Apart from the evaluation of a complete blood count, the blood analysis included biochemical analysis of acute-phase proteins, C reactive protein (CRP), and the erythrocyte sedimentation rate (ESR); the evaluation of the serum concentration of copper and zinc [30] was done using atomic absorption spectrophotometry (model PU9400 Philips Scientific, Cambridge, UK) [34]. Less than 70 µg/dL and more than 140 µg/dL were the cut-offs used to categorize hypo- and hypercupremia, respectively [35]. The Cu/Zn ratio as an alternative biomarker for assessing inflammatory and nutritional status and adverse clinical outcomes was measured [36], where its normal values range from 0.7 to 1.0 [37]. The zinc/copper (Zn/Cu) ratio was also evaluated.

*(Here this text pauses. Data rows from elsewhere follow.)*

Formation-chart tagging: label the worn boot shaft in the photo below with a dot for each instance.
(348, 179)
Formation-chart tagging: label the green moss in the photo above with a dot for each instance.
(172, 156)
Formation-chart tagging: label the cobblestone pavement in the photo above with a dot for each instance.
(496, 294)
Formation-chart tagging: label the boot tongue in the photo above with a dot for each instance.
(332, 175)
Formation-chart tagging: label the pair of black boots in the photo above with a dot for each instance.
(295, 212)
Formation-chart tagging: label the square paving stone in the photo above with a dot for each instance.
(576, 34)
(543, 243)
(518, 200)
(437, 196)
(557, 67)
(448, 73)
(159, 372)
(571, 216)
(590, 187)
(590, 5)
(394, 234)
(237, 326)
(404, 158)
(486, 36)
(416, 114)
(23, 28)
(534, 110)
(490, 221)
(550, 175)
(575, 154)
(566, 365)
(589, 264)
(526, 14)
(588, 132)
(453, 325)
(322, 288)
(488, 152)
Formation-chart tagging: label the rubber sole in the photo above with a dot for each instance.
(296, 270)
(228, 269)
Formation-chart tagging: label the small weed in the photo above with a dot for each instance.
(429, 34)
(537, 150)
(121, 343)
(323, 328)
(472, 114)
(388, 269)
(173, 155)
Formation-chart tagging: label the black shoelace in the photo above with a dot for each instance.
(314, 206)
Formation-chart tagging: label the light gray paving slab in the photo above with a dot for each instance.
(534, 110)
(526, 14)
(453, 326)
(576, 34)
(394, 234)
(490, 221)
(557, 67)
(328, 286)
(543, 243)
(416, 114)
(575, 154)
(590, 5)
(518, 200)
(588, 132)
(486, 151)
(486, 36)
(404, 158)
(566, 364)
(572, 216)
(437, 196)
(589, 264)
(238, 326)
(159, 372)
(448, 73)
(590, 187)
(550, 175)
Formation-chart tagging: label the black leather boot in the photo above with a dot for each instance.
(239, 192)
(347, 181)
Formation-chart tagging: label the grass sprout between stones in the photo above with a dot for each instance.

A 24 h food diary was recorded for 3 days and the collection of information on the habitual diet of the participants was verified using an in-depth interview (approximately 90 min). Through this prospective dietary survey of 72 h, including a weekend day, the daily energy intake (IE); proteins; carbohydrates; lipids; monounsaturated, polyunsaturated, and saturated fats; fiber; vitamins A, B1, B2, B6, B12, C, D, and E; niacin; folic acid; calcium; magnesium; iron; iodine; zinc intake were measured using the Mataix Food and Health computer program [38]. Less than 80% of the percentage of the Dietary Reference Intake (% DRI) and more than 120% DRI were considered inadequate intakes. Besides pancreatic enzyme replacement therapy (PERT) and fat-soluble vitamin supplements, the patients did not receive zinc or copper supplements.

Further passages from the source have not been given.